With this announcement, we want to warn our readers against the risks arising from leaving to the arbitrary will of any party to enforce the alleged protection of its image and its reputation. Under such provisions, web users would be most probably led to cease dealing with certain topics or people, just to “avoid troubles”.

We want to be able to keep a free and open-to-all encyclopaedia, because our articles are also your articles – Wikipedia is already neutral, why neutralize it?

The users of Wikipedia

The way forwards to a better world should be through freedom, and not through cutting it. In software, and in everything else.

EDIT: The blog is now back to normal – although this post will stay here forever.


~ by Dario on 5 October, 2011.

8 Responses to “About Italy and freedom of speech”

  1. I understand the desire to correct a situation in which it is easy to damage a reputation and much harder to restore it. However, attempting to correct this by somehow legally enforcing the truth is bound to end in a terrible mess. Wikipedia fosters something much more powerful – a culture of citation.

    If there is a culture of readers looking in an article for what the source of the information is and what that source actually says then we are left with a much more grown up attitude to truth and evidence which enriches free speech rather than restricting it.

    There is no “solution” to the problem of free speech vs dangerous or malicious misinformation, it is just a tension which needs to be managed.

    • I agree. Of course, there is something more to this law than the obvious consequences and the reason why it’s done, and to avoid being overly polemic I skipped that. But it’s pretty obvious for anybody following the news.

  2. Why is it.wikipedia.org under Italian law?

    It’s an Italian-language site, but that doesn’t mean that it has to fall under Italian jurisdiction. IOW, I can put on information offending Berlusconi on my personal blog, even if I write it in Italian (which I’m sure you’d help me with :-)), and there’s no legal handle for Signore B to force me to rectify that.

    Maybe the Wikipedia announcement’s purpose is to point at this threat to freedom in Italy…?

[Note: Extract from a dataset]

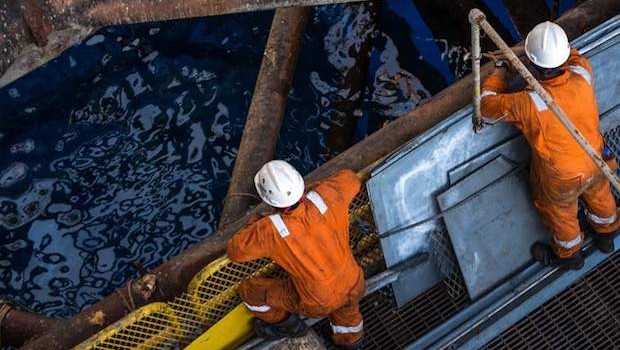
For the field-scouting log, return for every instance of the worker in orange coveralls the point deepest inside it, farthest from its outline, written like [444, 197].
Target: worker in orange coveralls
[561, 171]
[309, 238]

    • I don’t know about the details, but it’s being mostly done for raising awareness, just like I am doing now 🙂

    • I would not do that if I were you. You see you could face a law suit.
      Probably not in Italy but rather in the United Kingdom as the existing laws there would give the plaintiff an advantage, at least it was this way a few years ago. [See Sources]

      In any case I think it is very good that the issue of our freedom gets some public highlighting. More and more of our freedoms are (in the process of being) taken away of us in the name of security of health/physical integrity, of children, of the interests of rights owners (see ACTA) …

      All this makes our society shift even more to supporting corporations and ensuring that the police can enforce this against the will of its people.

      Question yourself: How can it be that more and more of our freedoms are taken away while exactly the contrary happens to corporations.
      Regulations? Only for the citizens which when have to pay for the “rescue” of companies that evaded taxes for decades …

      Sorry for the rant, but the way we are governed world wide pisses me off.


      • I sincerely appreciate your concern, but my situation is pretty different, as I am just putting my blog on “strike” explaining the reason, and I am not attacking directly anyone/anybody. It is meant to cause a disservice to all the readers, just like a strike would do. So I think the premises are quite different from those other cases.

        It’s hard not to be pissed off, btw.

    • @sebas: simple, if you’re not in italy, instead of fines and stuff, your site will simply be blocked, and your IP will be blacklisted from that point onwards. 🙂 so that’s a very effective censorship.

  3. @Dario I was refering to sebas entry, just to point out that there is a lot today that can be done about messages you don’t want to have on the internet. In the case of the UK law it had some really riduculous and frightning effects already.